Pour tester cette hypothèse, l'équipe a collecté des données auprès des sociétés traditionnelles à petite échelle 15 sur quatre continents. Les personnes dans ces sociétés parlent des langues très différentes (par exemple, Shuar, Amazigh, Icé-tód), ont des religions diverses (par exemple l'hindouisme, le chamanisme) et gagnent leur vie de différentes manières (p. Ex. Chasse, pêche, pastoralisme nomade).

“… [Shame] est élégamment conçu pour dissuader les choix nuisibles et tirer le meilleur parti d'une mauvaise situation.”

Si la honte fait partie de la nature humaine universelle et évoluée, la recherche devrait trouver que l'émotion suit de près la dévaluation des autres, pour chaque acte spécifique, dans chaque communauté; mais si la honte s'apparente davantage à une invention culturelle telle que l'agriculture ou l'alphabet, présente dans certains endroits, mais pas dans d'autres, elle devrait varier considérablement d'un endroit à l'autre. En effet, les anthropologues proposent depuis longtemps que certaines cultures soient axées sur la culpabilité, d'autres sont axées sur la peur et d'autres encore sont honteuses.

Pourtant, les auteurs ont trouvé les relations prédites partout où ils ont testé. «Nous avons observé une correspondance extrêmement étroite entre l'évaluation négative de la communauté des personnes qui affichent chacun des actes ou des traits dont ils ont été interrogés et l'intensité de la honte que les individus anticipent lorsqu'ils ont pris ces gestes ou manifesté ces traits», dit Sznycer. «Les sentiments de honte vont vraiment de pair avec les valeurs de ceux qui vous entourent, comme le prédit la théorie.»

D'autres études, ajoute-t-il, ont montré qu'il est particulièrement honteux, contrairement à d'autres émotions négatives, de suivre la dévaluation des autres.

«Les actes répréhensibles ne sont pas nécessaires», dit Sznycer. «Dans d’autres recherches, nous avons montré que les individus ressentent de la honte quand les autres voient leurs actions négativement, même s’ils savent qu’ils n’ont rien fait de mal».

Dans notre nature

Fait intéressant, la honte anticipée reflétait non seulement la désapprobation des membres de la communauté, mais aussi la désapprobation des participants (étrangers) dans chacune des autres sociétés.
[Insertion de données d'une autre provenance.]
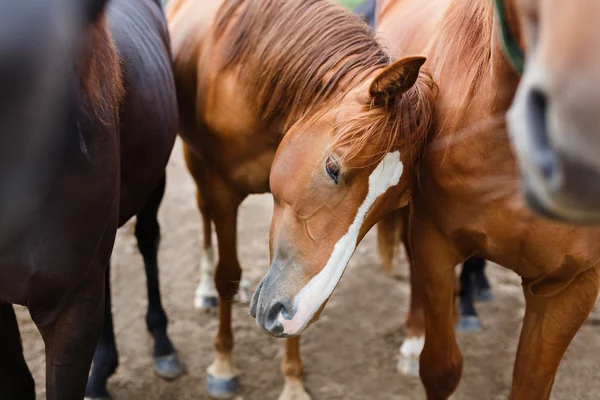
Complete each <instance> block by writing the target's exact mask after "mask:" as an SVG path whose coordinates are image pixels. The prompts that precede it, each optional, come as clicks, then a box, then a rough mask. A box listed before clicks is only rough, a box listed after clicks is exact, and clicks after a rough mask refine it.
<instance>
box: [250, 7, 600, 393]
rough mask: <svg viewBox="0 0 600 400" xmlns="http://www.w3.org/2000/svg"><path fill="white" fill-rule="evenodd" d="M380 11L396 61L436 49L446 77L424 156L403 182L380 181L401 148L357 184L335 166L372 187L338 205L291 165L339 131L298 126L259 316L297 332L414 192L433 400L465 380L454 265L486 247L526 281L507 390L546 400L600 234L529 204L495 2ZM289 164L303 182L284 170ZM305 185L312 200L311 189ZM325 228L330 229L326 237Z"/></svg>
mask: <svg viewBox="0 0 600 400" xmlns="http://www.w3.org/2000/svg"><path fill="white" fill-rule="evenodd" d="M519 4H521V3H519ZM502 5H503V6H504V7H505V9H506V10H507V11H506V12H507V14H508V15H515V13H516V9H515V7H516V6H517V3H515V2H514V1H513V0H506V1H504V2H503V4H502ZM379 7H380V8H379V10H380V11H379V15H378V30H379V32H380V34H381V36H382V37H383V38H384V44H386V45H387V46H388V47H389V48H390V49H392V51H393V52H394V54H395V55H398V56H401V55H402V56H403V55H405V54H415V53H417V54H418V53H423V54H425V55H427V56H428V60H429V61H428V63H427V64H426V65H425V67H426V68H427V69H428V70H429V71H431V72H432V74H433V77H434V78H435V81H436V82H437V83H438V84H439V94H438V96H437V98H436V100H435V108H434V113H433V117H432V120H431V121H430V122H431V124H432V127H431V129H430V130H429V132H428V135H425V136H421V135H417V134H415V135H414V136H413V137H412V143H414V144H415V146H414V147H415V148H417V149H418V150H415V151H416V152H419V153H420V154H421V157H418V158H415V159H414V162H411V161H409V160H406V161H405V164H404V168H405V171H406V172H404V173H402V174H401V179H400V181H399V182H400V183H398V180H397V179H384V177H386V178H390V177H393V178H396V177H395V176H394V175H393V174H392V173H390V172H389V171H390V170H391V168H390V163H391V164H392V165H395V166H398V165H400V164H398V163H394V162H392V161H396V160H397V153H395V152H389V153H388V154H387V155H386V156H385V158H384V159H383V161H381V162H380V164H378V166H377V169H376V170H374V171H373V172H372V173H371V176H370V178H368V175H367V176H361V178H362V180H361V181H358V182H357V179H356V177H355V176H354V175H353V172H354V170H353V169H347V168H348V165H352V164H349V163H351V160H346V161H345V162H344V161H342V162H339V161H338V162H337V163H336V171H339V172H341V173H340V174H338V175H337V179H336V181H338V182H343V183H344V185H340V186H339V189H338V190H340V191H345V190H347V187H352V185H358V184H361V185H362V191H361V192H359V193H355V194H354V193H353V195H352V196H348V195H346V196H344V201H343V203H339V202H337V200H336V199H337V198H336V196H335V195H334V194H332V193H331V192H330V189H329V188H327V187H325V186H323V185H321V186H319V185H318V184H317V183H316V182H312V181H311V180H310V178H308V177H312V176H314V175H316V174H315V173H314V171H311V168H312V167H313V166H314V165H315V164H314V163H311V162H310V161H307V160H306V159H303V160H302V163H298V164H297V163H295V162H294V161H295V160H296V159H298V157H294V154H311V153H310V151H311V150H310V149H312V148H313V147H314V146H315V143H319V139H320V138H321V137H328V135H330V131H329V129H328V126H330V125H328V124H327V123H323V124H321V125H311V124H309V125H303V124H301V123H300V124H297V125H296V126H294V127H292V128H291V129H290V132H289V133H288V135H286V140H284V141H283V142H282V144H281V145H280V147H279V149H278V151H277V154H276V156H275V161H274V164H273V168H272V173H271V189H272V192H273V196H274V198H275V211H274V217H273V221H272V231H271V252H272V254H273V255H274V256H273V262H272V265H271V268H270V270H269V272H268V274H267V275H266V276H265V277H264V279H263V281H262V282H261V284H260V286H259V288H258V290H257V292H256V293H255V295H254V298H253V303H252V310H253V311H254V313H255V315H256V318H257V321H258V322H259V324H260V325H261V326H262V327H263V328H264V329H265V330H266V331H268V332H270V333H272V334H274V335H277V336H293V335H297V334H300V333H301V332H302V331H303V330H304V329H305V328H306V327H307V326H309V325H310V323H312V322H314V320H315V319H316V318H317V317H318V315H319V313H320V311H321V310H322V308H323V307H324V306H325V303H326V302H327V300H328V298H329V296H330V295H331V293H332V292H333V290H334V288H335V287H336V285H337V283H338V281H339V279H340V278H341V276H342V272H343V270H344V268H345V266H346V263H347V261H348V260H349V258H350V256H351V254H352V251H353V250H354V248H355V246H356V244H357V242H358V241H359V240H360V239H361V238H362V237H363V236H364V234H365V233H366V232H367V231H368V229H369V228H370V227H371V226H372V225H373V224H374V223H375V222H377V220H378V219H379V218H381V216H382V215H385V214H386V213H389V212H390V211H392V210H393V209H395V208H398V207H399V206H401V205H402V202H397V201H394V200H395V198H398V197H401V198H406V197H407V196H408V195H409V194H410V195H411V198H410V205H411V215H410V244H411V246H410V247H411V248H410V250H411V257H412V265H413V271H414V272H415V273H416V274H417V275H416V278H417V279H416V281H417V282H416V284H417V285H419V286H420V287H421V290H422V293H423V297H422V299H423V306H424V311H425V313H424V319H425V327H426V338H425V341H424V348H423V351H422V353H421V357H420V375H421V379H422V381H423V383H424V385H425V389H426V392H427V396H428V398H429V399H447V398H448V397H449V396H450V395H451V394H452V393H453V392H454V390H455V389H456V387H457V385H458V383H459V380H460V376H461V373H462V356H461V353H460V350H459V348H458V345H457V343H456V337H455V333H454V315H453V301H452V300H453V297H454V296H453V294H454V268H455V265H456V264H457V263H459V262H461V261H462V260H464V259H466V258H468V257H470V256H472V255H479V256H482V257H484V258H485V259H489V260H491V261H494V262H496V263H498V264H500V265H503V266H505V267H508V268H510V269H512V270H513V271H515V272H516V273H517V274H519V275H520V276H521V277H522V280H523V292H524V295H525V300H526V312H525V317H524V323H523V328H522V332H521V336H520V341H519V347H518V351H517V357H516V363H515V370H514V375H513V383H512V390H511V394H510V398H511V399H548V398H549V397H550V393H551V390H552V385H553V383H554V378H555V375H556V371H557V369H558V366H559V363H560V360H561V358H562V356H563V354H564V352H565V351H566V349H567V347H568V345H569V343H570V342H571V340H572V338H573V336H574V335H575V334H576V333H577V331H578V330H579V328H580V327H581V326H582V324H583V323H584V321H585V320H586V318H587V316H588V314H589V312H590V311H591V309H592V307H593V305H594V303H595V301H596V297H597V294H598V288H599V286H600V275H599V272H600V271H599V268H600V266H599V265H600V263H599V262H600V247H599V246H598V242H599V241H600V231H599V230H597V229H591V228H574V227H569V226H564V225H560V224H557V223H554V222H551V221H548V220H545V219H541V218H539V217H538V216H536V215H534V214H532V213H531V212H530V211H529V209H528V208H527V207H526V206H525V205H524V204H523V203H522V201H521V197H520V192H519V182H518V179H517V166H516V162H515V159H514V156H513V154H512V152H511V146H510V143H509V140H508V137H507V133H506V130H505V126H504V116H505V113H506V111H507V109H508V107H509V105H510V103H511V101H512V99H513V97H514V94H515V90H516V88H517V85H518V82H519V77H518V75H517V74H516V73H515V72H514V71H513V69H512V67H511V65H510V63H509V60H508V59H507V58H506V56H505V53H504V51H503V48H502V46H501V43H500V39H499V36H498V32H497V29H496V27H497V26H496V25H495V22H494V8H493V3H492V2H491V1H489V0H404V1H385V2H383V3H382V4H380V5H379ZM357 115H360V114H357ZM317 122H318V121H317ZM400 123H401V121H399V122H398V124H400ZM422 123H424V122H422ZM296 128H297V130H296ZM376 128H379V127H378V126H375V127H374V128H373V129H376ZM307 131H310V132H312V135H311V139H310V141H302V140H298V139H296V140H294V141H291V140H290V141H288V140H287V139H288V137H289V138H292V137H294V135H292V132H294V133H296V134H297V136H296V137H297V138H300V137H301V133H300V132H307ZM389 132H390V131H389V130H383V129H382V130H379V138H380V140H384V138H389ZM374 141H376V139H375V140H374ZM359 143H360V144H361V145H364V144H365V143H364V142H359ZM335 151H336V147H335V146H333V152H334V154H335ZM338 151H340V150H338ZM341 151H343V150H341ZM367 151H368V150H365V152H367ZM367 154H368V153H367ZM329 165H330V163H329V162H328V163H327V164H326V166H329ZM289 170H293V171H294V177H293V178H291V177H289V176H287V175H286V174H285V173H283V172H281V171H289ZM367 179H368V181H367ZM346 182H348V183H347V184H346ZM307 187H310V195H304V196H303V195H301V194H300V193H302V191H304V190H306V188H307ZM385 189H388V190H387V192H385ZM409 189H412V190H409ZM383 192H385V194H383V195H381V199H380V201H374V198H377V195H380V194H381V193H383ZM392 195H394V196H395V197H392V198H390V197H391V196H392ZM331 205H333V207H331ZM333 225H334V226H335V227H333ZM322 227H330V229H328V231H327V235H322V231H321V228H322ZM307 228H308V229H307ZM321 235H322V236H321ZM315 241H316V242H317V243H318V248H315Z"/></svg>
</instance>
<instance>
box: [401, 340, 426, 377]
mask: <svg viewBox="0 0 600 400" xmlns="http://www.w3.org/2000/svg"><path fill="white" fill-rule="evenodd" d="M424 346H425V336H415V337H410V338H406V339H404V342H403V343H402V346H400V357H399V358H398V364H397V368H398V372H400V373H401V374H404V375H410V376H418V375H419V356H420V355H421V352H422V351H423V347H424Z"/></svg>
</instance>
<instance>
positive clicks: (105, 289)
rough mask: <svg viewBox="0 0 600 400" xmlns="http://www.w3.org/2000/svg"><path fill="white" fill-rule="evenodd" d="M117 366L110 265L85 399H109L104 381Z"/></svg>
mask: <svg viewBox="0 0 600 400" xmlns="http://www.w3.org/2000/svg"><path fill="white" fill-rule="evenodd" d="M118 366H119V354H118V352H117V345H116V341H115V331H114V326H113V318H112V296H111V289H110V265H109V267H108V268H107V269H106V273H105V283H104V323H103V324H102V331H101V333H100V339H99V340H98V344H97V345H96V352H95V353H94V362H93V364H92V373H91V374H90V377H89V379H88V383H87V387H86V389H85V398H86V399H87V400H107V399H110V395H109V394H108V390H107V389H106V381H107V380H108V378H110V377H111V376H112V375H113V374H114V373H115V371H116V370H117V367H118Z"/></svg>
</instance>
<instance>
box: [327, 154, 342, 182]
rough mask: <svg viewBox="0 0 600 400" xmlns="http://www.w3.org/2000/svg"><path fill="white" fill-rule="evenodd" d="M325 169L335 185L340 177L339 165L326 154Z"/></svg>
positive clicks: (336, 161) (336, 162) (339, 178)
mask: <svg viewBox="0 0 600 400" xmlns="http://www.w3.org/2000/svg"><path fill="white" fill-rule="evenodd" d="M325 171H327V173H328V174H329V176H330V177H331V179H333V181H334V182H335V184H336V185H337V184H338V181H339V179H340V165H339V164H338V162H337V161H336V160H335V158H333V157H332V156H328V157H327V160H325Z"/></svg>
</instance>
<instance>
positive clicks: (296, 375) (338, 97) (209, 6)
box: [168, 0, 433, 399]
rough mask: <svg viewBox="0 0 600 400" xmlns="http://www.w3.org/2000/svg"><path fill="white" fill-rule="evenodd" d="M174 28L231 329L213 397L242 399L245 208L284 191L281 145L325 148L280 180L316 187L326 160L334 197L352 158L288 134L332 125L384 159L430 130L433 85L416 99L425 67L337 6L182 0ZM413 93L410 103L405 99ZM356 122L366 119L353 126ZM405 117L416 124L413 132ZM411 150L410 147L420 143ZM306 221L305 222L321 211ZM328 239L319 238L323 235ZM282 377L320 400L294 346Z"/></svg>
mask: <svg viewBox="0 0 600 400" xmlns="http://www.w3.org/2000/svg"><path fill="white" fill-rule="evenodd" d="M168 20H169V26H170V31H171V38H172V48H173V57H174V60H175V61H174V65H175V75H176V83H177V92H178V97H179V106H180V134H181V136H182V137H183V139H184V142H185V156H186V161H187V163H188V167H189V169H190V171H191V173H192V175H193V177H194V179H195V180H196V183H197V186H198V206H199V209H200V212H201V214H202V216H203V219H204V249H203V253H204V254H203V261H202V263H204V264H205V265H208V267H209V268H212V263H213V261H212V244H211V222H214V224H215V227H216V232H217V237H218V240H219V243H218V244H219V245H218V251H219V261H218V263H217V264H216V272H215V281H216V289H217V291H218V294H219V317H220V324H219V331H218V333H217V336H216V339H215V345H216V349H217V355H216V359H215V361H214V362H213V363H212V364H211V366H210V367H209V369H208V373H209V376H208V389H209V392H210V393H211V395H213V396H232V395H233V394H234V392H235V391H236V390H237V381H236V377H237V375H238V371H237V369H236V368H235V366H234V363H233V360H232V349H233V333H232V331H231V302H232V299H233V296H234V294H235V293H236V291H237V289H238V282H239V281H240V276H241V269H240V265H239V261H238V259H237V256H236V218H237V209H238V206H239V205H240V203H241V202H242V201H243V200H244V198H245V197H246V196H248V195H249V194H252V193H263V192H268V191H269V190H270V189H273V186H272V185H271V184H270V183H269V174H270V171H271V169H272V167H271V164H272V163H273V157H274V155H275V152H276V151H277V148H278V147H279V145H280V143H281V142H282V141H283V142H286V141H293V142H298V141H300V142H303V143H307V142H312V143H313V144H314V145H317V146H318V147H314V148H313V149H312V150H311V153H310V154H309V153H306V154H302V153H298V157H296V162H295V163H290V164H289V165H281V164H280V165H279V167H278V169H279V170H280V171H281V173H283V174H286V176H287V177H288V178H289V179H298V178H305V177H306V176H305V175H304V174H301V173H300V169H299V166H298V165H297V164H298V163H301V162H302V161H301V160H305V161H306V165H305V167H306V166H308V165H313V164H314V162H315V159H314V157H317V158H318V160H316V162H317V163H318V164H316V166H317V167H318V169H317V170H316V174H315V176H314V179H315V180H316V181H317V182H318V183H319V184H325V185H327V186H328V187H329V188H330V189H331V193H332V194H333V193H334V189H335V187H337V185H336V182H337V176H338V174H339V172H340V171H339V170H337V166H338V161H337V159H338V158H339V159H340V160H341V159H342V156H343V154H341V153H340V154H337V155H335V156H334V155H331V156H329V157H328V156H327V147H328V143H326V142H322V141H321V138H320V136H319V135H318V131H317V130H314V129H313V131H312V132H311V131H308V132H304V135H301V136H299V135H297V131H295V133H293V134H292V136H291V138H290V137H289V135H288V133H287V132H288V128H289V127H290V126H292V125H293V124H297V123H298V122H299V121H314V120H317V118H318V116H320V115H327V118H326V119H319V121H321V123H322V124H331V126H330V125H327V127H328V129H332V130H331V131H330V132H331V138H330V139H334V138H335V139H336V140H338V141H340V142H348V144H349V146H345V145H344V147H343V148H345V149H346V150H348V151H349V152H352V151H354V148H355V146H350V144H351V143H350V142H349V141H348V139H349V138H350V137H352V138H355V137H357V135H358V137H359V138H360V139H361V140H362V141H364V143H366V144H367V145H368V147H369V149H370V150H371V151H370V153H369V154H375V153H377V154H380V155H383V154H384V153H385V152H386V151H387V149H388V147H389V145H390V144H391V143H392V142H393V141H394V140H397V139H400V137H401V136H403V135H405V136H407V137H408V131H409V128H411V127H415V128H416V129H417V130H418V131H420V132H422V133H425V132H426V130H427V121H428V120H429V116H428V115H427V112H428V110H429V109H428V108H427V107H423V108H416V105H418V104H424V103H425V101H421V99H422V98H427V97H429V96H430V91H431V90H432V87H433V85H432V83H431V81H430V80H429V79H428V78H427V77H425V76H423V77H421V78H419V80H418V85H416V89H414V90H409V88H410V87H412V85H413V84H415V81H417V75H418V71H419V67H420V65H421V64H422V63H423V61H424V60H423V59H422V58H408V59H405V60H402V61H399V62H398V63H396V64H393V65H390V64H391V63H390V59H389V57H388V56H387V54H386V53H385V52H384V51H383V50H382V48H381V47H380V46H379V44H378V43H377V41H376V39H375V36H374V34H373V32H372V30H370V29H369V28H368V27H367V26H366V25H365V24H364V23H363V22H361V21H360V20H359V18H358V17H357V16H355V15H352V14H351V13H350V12H348V11H347V10H344V9H343V8H342V7H341V6H340V5H337V4H334V3H332V2H330V1H327V0H308V1H288V0H223V1H220V2H214V1H208V0H178V1H172V2H171V3H170V8H169V12H168ZM376 78H377V79H376ZM369 85H371V86H372V88H371V92H369V91H368V86H369ZM405 91H409V92H408V94H407V95H406V96H400V94H401V93H403V92H405ZM396 100H398V101H396ZM368 104H371V106H370V107H367V105H368ZM396 104H397V105H398V106H397V107H396ZM413 104H415V108H414V109H413V108H412V105H413ZM357 112H361V117H360V118H352V119H349V120H346V116H350V115H354V114H356V113H357ZM396 117H402V118H403V119H405V124H400V123H398V122H397V118H396ZM374 128H378V129H387V128H389V132H390V136H389V137H388V138H384V139H383V140H373V139H377V138H376V137H375V136H374V134H375V133H377V132H378V129H374ZM356 129H358V130H359V132H357V131H356ZM290 132H292V131H290ZM313 138H314V139H316V140H319V141H320V142H314V141H313ZM405 147H406V148H411V146H410V143H406V144H405ZM395 154H396V158H395V159H394V157H393V156H391V158H390V157H388V158H387V159H388V160H389V162H388V163H387V164H386V165H388V167H386V174H385V175H386V176H388V175H390V173H391V175H392V176H391V177H390V179H393V178H394V177H398V178H399V175H398V173H399V172H400V171H399V166H400V164H399V159H398V157H397V154H398V153H395ZM408 154H409V152H406V155H408ZM403 157H404V156H403ZM375 158H377V156H375ZM326 160H327V163H325V161H326ZM372 161H373V160H371V157H370V158H369V159H365V160H361V162H360V164H357V167H358V166H363V164H364V165H367V167H366V168H361V169H357V170H356V173H357V174H364V173H365V172H366V171H368V170H372V169H373V165H372ZM313 166H314V165H313ZM326 168H327V171H329V172H327V171H326ZM390 168H391V169H390ZM328 173H329V175H327V174H328ZM357 176H358V175H357ZM337 183H339V184H342V181H339V182H337ZM339 200H340V198H339V196H338V197H336V204H338V205H339V206H340V207H342V208H344V205H343V204H340V203H339ZM306 211H307V213H306V214H304V213H303V215H302V218H303V219H305V218H310V213H311V212H317V211H318V210H312V211H311V210H306ZM323 211H325V210H323ZM322 228H324V229H325V228H327V227H322ZM331 228H332V229H334V230H335V227H334V226H332V227H331ZM306 229H310V230H311V231H312V229H313V228H309V227H308V226H306ZM319 229H320V228H319ZM317 233H318V234H319V235H320V236H319V240H320V239H321V238H322V232H317V231H315V234H317ZM315 239H316V237H315ZM205 271H206V270H205ZM282 371H283V374H284V377H285V387H284V391H283V393H282V395H281V398H282V399H292V398H293V399H307V398H310V397H309V396H308V394H307V393H306V392H305V391H304V388H303V385H302V381H301V378H302V363H301V360H300V353H299V340H298V338H294V339H291V340H289V341H288V343H287V345H286V354H285V357H284V360H283V362H282Z"/></svg>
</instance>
Par exemple, la honte exprimée par les Ik foragers-horticulteurs d’Ikland, en Ouganda, reflète non seulement la dévaluation exprimée par leurs concitoyens, mais aussi la dévaluation des pêcheurs de l’île Maurice; les pasteurs de Khövsgöl, Mongolie; et Shuar forager-horticulteurs de l'Amazonie équatorienne.

De plus, la honte reflétait aussi bien la dévaluation des étrangers vivant à proximité dans un espace géographique ou culturel que la dévaluation des étrangers vivant de plus en plus loin - une autre indication de l'universalité de la honte.
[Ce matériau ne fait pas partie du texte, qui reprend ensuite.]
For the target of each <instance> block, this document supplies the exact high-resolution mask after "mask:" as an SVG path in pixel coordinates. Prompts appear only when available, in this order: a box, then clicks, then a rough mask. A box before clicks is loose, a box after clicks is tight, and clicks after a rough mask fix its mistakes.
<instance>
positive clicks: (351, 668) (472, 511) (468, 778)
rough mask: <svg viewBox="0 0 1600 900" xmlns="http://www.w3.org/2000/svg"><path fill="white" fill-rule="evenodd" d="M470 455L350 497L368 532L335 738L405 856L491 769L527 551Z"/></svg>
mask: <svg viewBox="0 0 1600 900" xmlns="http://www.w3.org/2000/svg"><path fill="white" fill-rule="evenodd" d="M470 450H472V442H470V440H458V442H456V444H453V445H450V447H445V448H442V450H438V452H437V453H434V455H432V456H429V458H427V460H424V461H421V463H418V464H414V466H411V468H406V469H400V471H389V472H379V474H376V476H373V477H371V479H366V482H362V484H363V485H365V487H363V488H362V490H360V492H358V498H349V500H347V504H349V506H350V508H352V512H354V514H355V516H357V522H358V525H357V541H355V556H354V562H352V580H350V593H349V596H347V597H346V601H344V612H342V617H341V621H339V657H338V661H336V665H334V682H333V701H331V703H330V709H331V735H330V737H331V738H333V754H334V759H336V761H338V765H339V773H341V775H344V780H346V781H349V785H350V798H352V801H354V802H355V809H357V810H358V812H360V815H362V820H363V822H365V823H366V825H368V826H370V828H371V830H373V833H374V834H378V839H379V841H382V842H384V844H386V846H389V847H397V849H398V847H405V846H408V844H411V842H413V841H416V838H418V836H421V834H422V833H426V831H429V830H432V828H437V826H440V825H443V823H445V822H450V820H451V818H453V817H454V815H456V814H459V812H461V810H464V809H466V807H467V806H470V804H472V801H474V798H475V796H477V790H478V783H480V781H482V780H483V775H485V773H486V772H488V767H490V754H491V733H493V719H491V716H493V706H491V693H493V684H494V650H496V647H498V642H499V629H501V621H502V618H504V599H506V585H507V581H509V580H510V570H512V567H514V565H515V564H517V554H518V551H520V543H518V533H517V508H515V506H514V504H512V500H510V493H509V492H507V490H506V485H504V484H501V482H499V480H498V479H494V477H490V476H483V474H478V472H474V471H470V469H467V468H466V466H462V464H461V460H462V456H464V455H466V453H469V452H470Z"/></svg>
Ces résultats suggèrent que la honte est une capacité biologique qui fait partie de la nature humaine (comme la capacité de parler une langue) et non une invention culturelle présente uniquement dans certaines populations (comme la capacité de lire ou d’écrire).

«La réputation de Shame n'est pas belle», conclut Sznycer, «mais un examen plus attentif indique que cette émotion est élégamment conçue pour dissuader les choix nuisibles et tirer le meilleur parti d'une mauvaise situation».

Des coauteurs supplémentaires du document provenaient de l'Université de Californie, Santa Barbara; l'Université du Connecticut; Université normale de Chine orientale; l'Académie des sciences de Russie; l'Université d'Auckland; l'Institut Max Planck pour la science de l'histoire humaine; Université de l'État d'Arizona; le Centro de Estudios Avanzados à Zonas Áridas; Université Rutgers; Université Aoyama Gakuin; Université Fukuoka; Université du Nigeria; Universidad San Francisco de Quito; l'Université d'Oregon; et l'Université de Shiga.